The observation is general: school-age children tend not to hydrate enough. The morning juice, bowl of milk or chocolate is not enough, knowing that they will often not drink again before noon.
A child who doesn’t drink enough may see his physical and intellectual performance decline. Attention deficit, memorization, and therefore learning: the consequences are heavy. Not to mention the repercussions on health. Once an adult, he or she may be confronted with the appearance of kidney stones. In the immediate future, dehydration can lead to dry mouth, insomnia, fatigue, muscle weakness, headaches and many other symptoms to be taken seriously.
The solution? First of all, it consists in getting children used to drinking water, the ideal non-caloric drink, from a very young age. At school, it is the teachers who take over from the parents and who should suggest that the students drink a glass of water before going to class. It is very rare for a child to feel thirsty by himself, as he is too busy having fun. It is therefore important that adults remind them to hydrate regularly.
To do this properly, a child should drink about 1.1 liters between the ages of 4 and 8, and 1.5 liters per day between the ages of 9 and 13, including all beverages, but not including the water in fruit and food. To do this, children should be encouraged to drink at every meal, at snack time and at recess. At home, give your child a bottle or glass of water regularly to get them into the habit of drinking. When they go to school, pack a small bottle of water in their school bag with their break time snack. And at night, put a glass of water on his nightstand.

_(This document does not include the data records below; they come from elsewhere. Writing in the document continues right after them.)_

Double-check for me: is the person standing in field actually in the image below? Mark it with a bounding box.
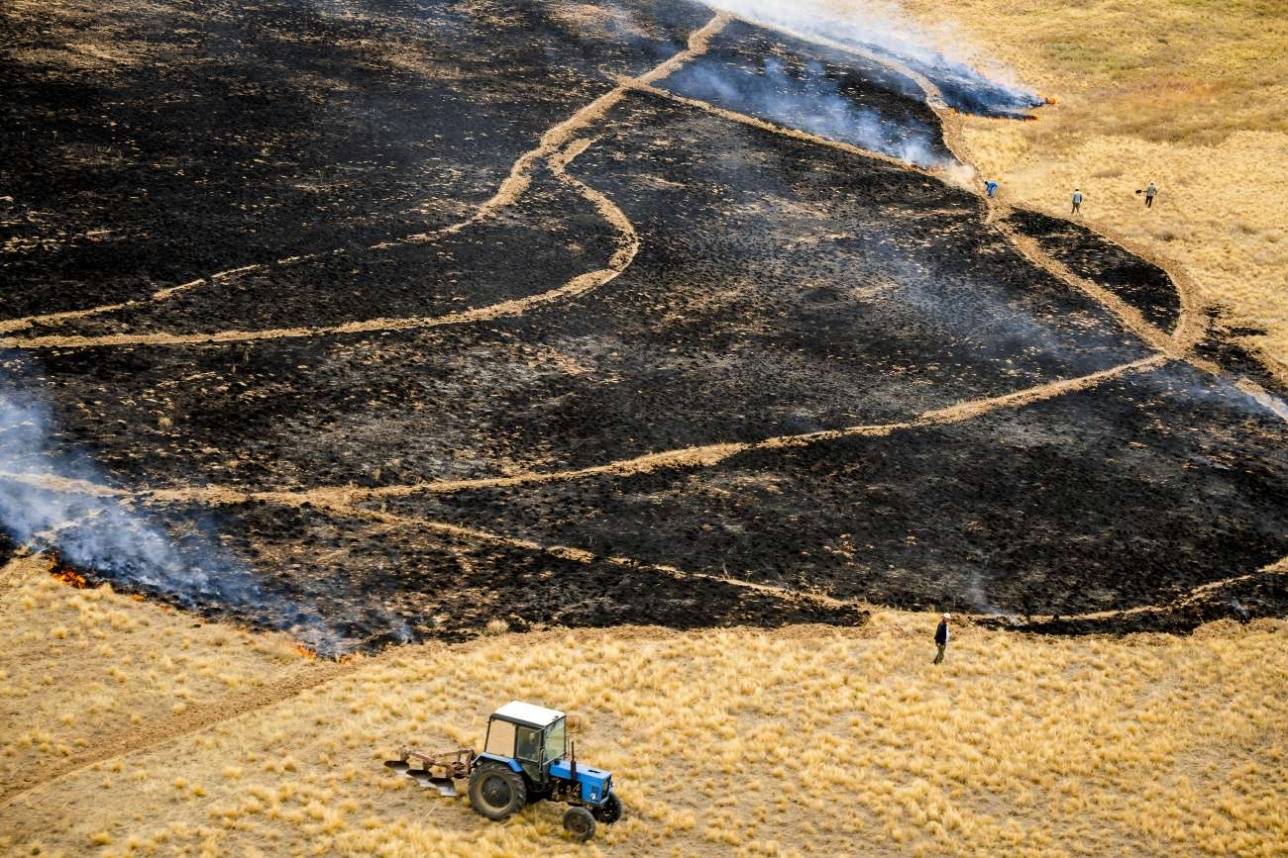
[935,613,948,665]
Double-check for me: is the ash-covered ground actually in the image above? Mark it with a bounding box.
[0,0,1288,648]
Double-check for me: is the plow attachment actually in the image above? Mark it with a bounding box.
[385,747,474,799]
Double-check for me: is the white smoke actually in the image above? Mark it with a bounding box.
[666,57,954,169]
[703,0,1043,116]
[0,388,358,654]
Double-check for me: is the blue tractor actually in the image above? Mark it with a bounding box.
[385,701,622,841]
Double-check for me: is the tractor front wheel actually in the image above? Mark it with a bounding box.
[564,808,595,843]
[470,763,528,822]
[591,792,622,826]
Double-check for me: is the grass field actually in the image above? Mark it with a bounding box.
[0,0,1288,858]
[896,0,1288,380]
[0,551,1288,855]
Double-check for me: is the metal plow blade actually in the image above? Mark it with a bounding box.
[385,760,460,799]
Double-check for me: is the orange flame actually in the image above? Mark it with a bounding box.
[54,566,89,590]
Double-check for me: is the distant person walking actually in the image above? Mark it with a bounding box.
[935,613,948,665]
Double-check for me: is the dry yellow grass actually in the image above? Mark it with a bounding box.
[886,0,1288,381]
[0,559,1288,857]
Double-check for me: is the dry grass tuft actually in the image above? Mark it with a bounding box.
[0,559,1288,858]
[891,0,1288,381]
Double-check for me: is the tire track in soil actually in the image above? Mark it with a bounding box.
[0,354,1171,509]
[0,660,358,810]
[0,13,729,349]
[717,8,1220,374]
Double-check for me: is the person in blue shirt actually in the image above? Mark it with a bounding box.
[935,613,949,665]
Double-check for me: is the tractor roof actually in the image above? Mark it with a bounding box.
[492,700,563,727]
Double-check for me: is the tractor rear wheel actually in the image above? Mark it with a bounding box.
[564,808,595,843]
[591,792,622,826]
[470,763,528,822]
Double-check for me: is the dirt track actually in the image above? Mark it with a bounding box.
[0,4,1288,644]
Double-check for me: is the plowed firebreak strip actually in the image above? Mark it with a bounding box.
[0,13,729,349]
[0,354,1170,509]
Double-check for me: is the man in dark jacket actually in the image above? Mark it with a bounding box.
[935,613,948,665]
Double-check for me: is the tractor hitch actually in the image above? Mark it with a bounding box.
[385,747,475,799]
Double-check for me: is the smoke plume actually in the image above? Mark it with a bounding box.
[666,57,951,167]
[703,0,1043,117]
[0,385,378,654]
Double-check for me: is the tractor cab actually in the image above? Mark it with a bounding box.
[479,701,568,785]
[385,701,622,840]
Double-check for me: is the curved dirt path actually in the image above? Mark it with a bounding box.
[717,11,1220,372]
[0,661,355,810]
[0,13,729,349]
[0,354,1171,509]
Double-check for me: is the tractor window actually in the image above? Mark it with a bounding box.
[514,724,541,763]
[483,718,514,756]
[546,718,568,760]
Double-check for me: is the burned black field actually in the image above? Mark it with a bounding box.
[0,1,1288,648]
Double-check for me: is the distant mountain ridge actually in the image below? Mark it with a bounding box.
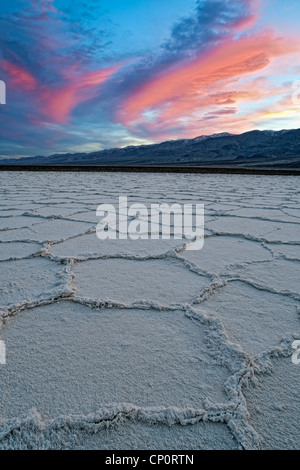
[0,129,300,169]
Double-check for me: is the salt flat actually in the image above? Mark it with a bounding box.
[0,172,300,449]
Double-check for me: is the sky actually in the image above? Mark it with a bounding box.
[0,0,300,158]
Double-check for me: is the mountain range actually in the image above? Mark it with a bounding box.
[0,129,300,169]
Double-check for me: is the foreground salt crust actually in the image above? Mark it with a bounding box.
[0,172,300,449]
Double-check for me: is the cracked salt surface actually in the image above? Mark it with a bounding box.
[0,172,300,449]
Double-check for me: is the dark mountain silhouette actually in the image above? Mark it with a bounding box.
[0,129,300,169]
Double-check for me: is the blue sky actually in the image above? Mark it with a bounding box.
[0,0,300,158]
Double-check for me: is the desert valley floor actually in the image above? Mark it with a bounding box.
[0,172,300,450]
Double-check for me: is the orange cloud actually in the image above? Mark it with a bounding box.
[40,64,122,124]
[116,32,300,136]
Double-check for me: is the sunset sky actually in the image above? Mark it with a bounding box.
[0,0,300,158]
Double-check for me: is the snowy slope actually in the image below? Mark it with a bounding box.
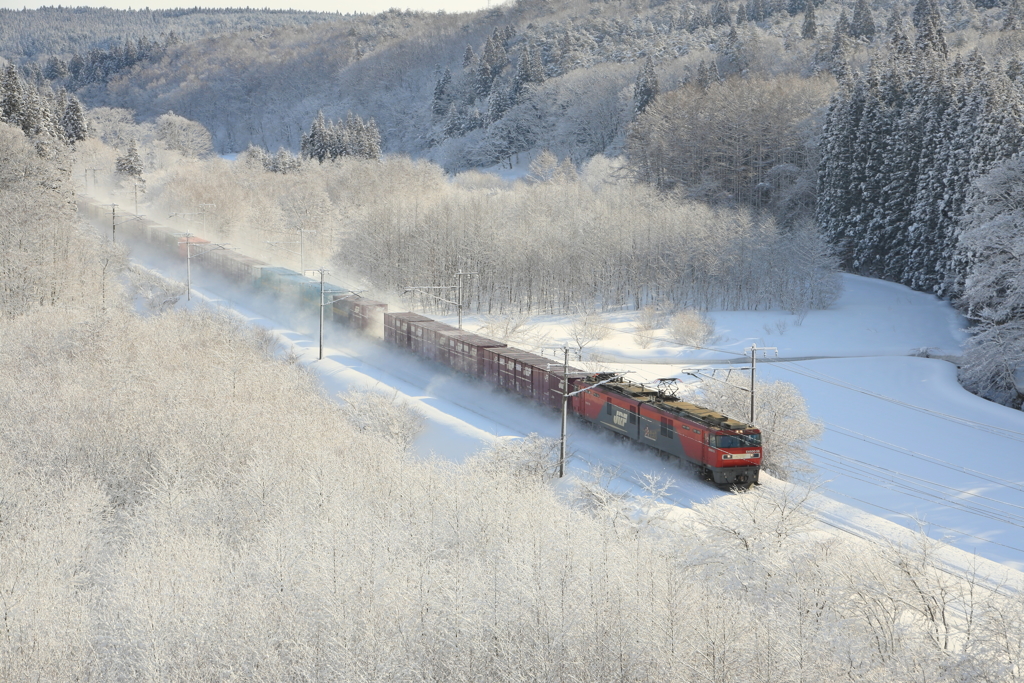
[125,224,1024,569]
[450,275,1024,568]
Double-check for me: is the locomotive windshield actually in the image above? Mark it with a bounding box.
[715,434,761,449]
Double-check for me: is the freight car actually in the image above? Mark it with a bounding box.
[79,198,762,487]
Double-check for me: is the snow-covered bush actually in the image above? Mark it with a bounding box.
[669,308,715,346]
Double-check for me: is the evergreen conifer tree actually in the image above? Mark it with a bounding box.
[115,139,142,178]
[800,0,818,40]
[60,95,88,144]
[633,56,657,118]
[850,0,874,40]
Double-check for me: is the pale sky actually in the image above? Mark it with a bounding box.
[0,0,502,14]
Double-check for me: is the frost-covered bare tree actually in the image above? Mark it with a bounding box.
[700,373,823,479]
[0,123,112,318]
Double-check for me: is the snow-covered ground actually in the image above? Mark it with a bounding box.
[168,273,1024,575]
[446,275,1024,569]
[116,211,1024,575]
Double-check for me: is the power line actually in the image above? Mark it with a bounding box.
[812,446,1024,528]
[776,361,1024,442]
[824,422,1024,493]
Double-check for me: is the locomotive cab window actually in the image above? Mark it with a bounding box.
[711,434,761,449]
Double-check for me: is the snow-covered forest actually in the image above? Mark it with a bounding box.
[0,0,1024,671]
[0,114,1024,681]
[6,0,1024,405]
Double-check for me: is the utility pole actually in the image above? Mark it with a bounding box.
[319,268,355,360]
[178,232,227,301]
[85,168,102,194]
[403,270,480,330]
[751,344,778,425]
[558,346,569,479]
[455,270,480,330]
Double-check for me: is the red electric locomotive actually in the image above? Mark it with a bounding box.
[572,374,761,486]
[79,197,762,486]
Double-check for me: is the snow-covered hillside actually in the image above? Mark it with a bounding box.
[167,255,1024,575]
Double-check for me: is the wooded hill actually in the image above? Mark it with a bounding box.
[6,0,1024,404]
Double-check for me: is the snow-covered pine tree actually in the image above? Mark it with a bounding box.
[301,110,330,164]
[115,138,142,178]
[850,0,874,40]
[430,68,453,117]
[60,89,88,144]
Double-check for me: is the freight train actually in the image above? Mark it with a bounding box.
[79,198,762,487]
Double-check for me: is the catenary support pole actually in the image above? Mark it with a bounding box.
[558,346,569,478]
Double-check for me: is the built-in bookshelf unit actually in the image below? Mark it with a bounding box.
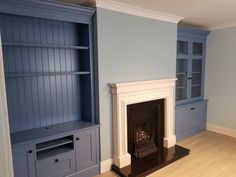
[0,0,99,177]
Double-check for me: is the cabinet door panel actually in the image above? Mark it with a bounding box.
[190,103,206,128]
[36,151,75,177]
[175,107,190,134]
[12,145,36,177]
[76,129,97,171]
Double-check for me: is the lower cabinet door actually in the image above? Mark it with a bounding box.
[175,107,190,135]
[175,100,207,140]
[75,128,98,171]
[189,102,206,128]
[12,145,36,177]
[36,151,75,177]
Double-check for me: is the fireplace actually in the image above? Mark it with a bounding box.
[127,99,164,158]
[109,78,189,177]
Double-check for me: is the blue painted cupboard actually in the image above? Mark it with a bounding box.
[175,25,208,140]
[0,0,99,177]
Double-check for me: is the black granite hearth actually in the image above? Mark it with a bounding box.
[112,145,189,177]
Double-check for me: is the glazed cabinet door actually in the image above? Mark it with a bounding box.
[75,128,98,171]
[12,145,36,177]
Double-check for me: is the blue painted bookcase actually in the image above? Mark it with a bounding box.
[175,25,208,140]
[0,0,99,177]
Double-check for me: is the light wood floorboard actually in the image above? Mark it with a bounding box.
[96,131,236,177]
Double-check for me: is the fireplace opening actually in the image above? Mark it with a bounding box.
[127,99,164,159]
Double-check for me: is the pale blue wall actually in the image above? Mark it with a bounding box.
[97,8,177,161]
[205,27,236,129]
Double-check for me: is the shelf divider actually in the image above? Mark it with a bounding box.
[2,42,89,50]
[5,71,90,78]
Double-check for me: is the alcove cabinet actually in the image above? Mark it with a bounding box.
[175,25,208,140]
[0,0,99,177]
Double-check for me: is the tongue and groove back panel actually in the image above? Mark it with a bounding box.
[0,13,92,132]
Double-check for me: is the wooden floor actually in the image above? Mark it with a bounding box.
[96,131,236,177]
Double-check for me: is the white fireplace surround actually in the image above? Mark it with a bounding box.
[109,78,176,168]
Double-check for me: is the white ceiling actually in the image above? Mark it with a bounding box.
[61,0,236,30]
[111,0,236,29]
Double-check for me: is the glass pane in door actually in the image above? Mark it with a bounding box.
[176,58,188,100]
[177,40,188,55]
[193,42,203,56]
[191,59,202,98]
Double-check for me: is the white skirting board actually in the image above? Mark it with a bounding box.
[207,123,236,138]
[100,159,113,173]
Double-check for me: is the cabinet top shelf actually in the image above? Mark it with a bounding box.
[5,71,90,78]
[2,42,89,50]
[11,121,99,146]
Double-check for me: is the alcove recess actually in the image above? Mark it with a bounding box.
[0,5,97,140]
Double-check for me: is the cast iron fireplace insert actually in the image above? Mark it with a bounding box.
[112,99,189,177]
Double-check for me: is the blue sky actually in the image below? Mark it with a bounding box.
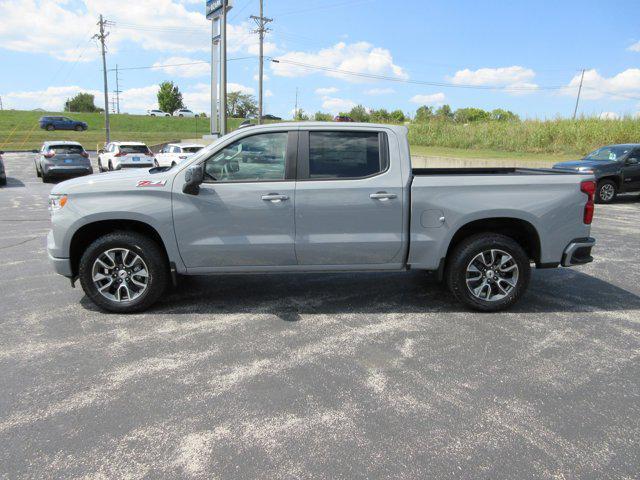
[0,0,640,118]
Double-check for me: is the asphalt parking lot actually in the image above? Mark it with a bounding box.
[0,154,640,479]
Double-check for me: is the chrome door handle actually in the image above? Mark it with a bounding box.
[369,192,398,202]
[262,193,289,203]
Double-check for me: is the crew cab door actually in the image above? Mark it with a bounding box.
[622,148,640,192]
[173,130,297,271]
[296,128,403,268]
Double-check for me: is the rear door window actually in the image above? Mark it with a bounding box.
[308,131,386,180]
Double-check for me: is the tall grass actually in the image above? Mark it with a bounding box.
[409,118,640,153]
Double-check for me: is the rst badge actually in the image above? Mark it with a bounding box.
[136,180,167,187]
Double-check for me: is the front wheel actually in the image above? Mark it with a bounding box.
[596,180,618,203]
[445,233,531,312]
[78,231,169,313]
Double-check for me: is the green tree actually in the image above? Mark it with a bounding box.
[313,112,333,122]
[415,105,433,123]
[347,105,370,122]
[436,104,453,120]
[227,92,258,118]
[64,92,102,112]
[158,82,184,113]
[453,107,491,123]
[491,108,520,122]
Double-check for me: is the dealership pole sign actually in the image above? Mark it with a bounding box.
[206,0,231,20]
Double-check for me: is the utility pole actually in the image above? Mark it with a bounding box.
[93,14,111,143]
[220,0,227,135]
[251,0,273,125]
[114,64,122,115]
[573,68,584,120]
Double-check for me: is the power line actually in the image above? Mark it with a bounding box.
[249,0,273,124]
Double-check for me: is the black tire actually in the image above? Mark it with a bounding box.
[78,231,171,313]
[445,233,531,312]
[596,179,618,203]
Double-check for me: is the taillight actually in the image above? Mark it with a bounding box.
[580,180,596,225]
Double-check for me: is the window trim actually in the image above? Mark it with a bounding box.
[296,129,390,182]
[200,129,298,185]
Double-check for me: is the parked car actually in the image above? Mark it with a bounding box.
[0,151,7,185]
[173,108,198,117]
[553,143,640,203]
[147,110,171,117]
[47,122,595,312]
[34,141,93,183]
[39,117,89,132]
[98,142,158,172]
[156,143,204,167]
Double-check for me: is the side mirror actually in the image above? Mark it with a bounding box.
[182,165,204,195]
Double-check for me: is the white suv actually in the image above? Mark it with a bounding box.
[173,108,197,117]
[98,142,158,172]
[156,143,204,167]
[147,110,171,117]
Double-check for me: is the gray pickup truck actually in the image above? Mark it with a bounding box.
[47,123,595,312]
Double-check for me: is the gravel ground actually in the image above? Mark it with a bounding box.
[0,154,640,479]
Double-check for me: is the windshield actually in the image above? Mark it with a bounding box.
[182,147,202,153]
[583,145,631,162]
[120,145,149,153]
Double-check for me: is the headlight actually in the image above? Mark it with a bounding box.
[49,195,68,213]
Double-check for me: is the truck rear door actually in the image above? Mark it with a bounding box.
[295,128,403,268]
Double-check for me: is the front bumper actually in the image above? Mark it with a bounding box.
[47,252,73,278]
[562,237,596,267]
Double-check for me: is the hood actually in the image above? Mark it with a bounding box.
[553,160,615,170]
[51,168,174,194]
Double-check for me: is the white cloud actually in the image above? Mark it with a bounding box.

When your child is old enough to understand the need to drink regularly, explain why it’s necessary. Agree on a minimum amount to drink before noon, and another for the afternoon. And don’t hesitate to reward him to encourage him to get into the habit. If he has trouble drinking, try offering to drink through a straw. If he has a block to water, offer him a slice of lemon to flavor it, or a light tea with mint or fruit.
Remember, there’s no better way to teach your little one about the importance of hydration than by example. If he sees you with a water bottle at all times of the day, he’ll want to follow your lead. Give him a water bottle that he can fill himself. And explain to him the composition of the human body: more than 60% of water for an adult and more than 70% for a child. This percentage is vital and… standing in the rain is not enough to maintain it! He must actively collaborate!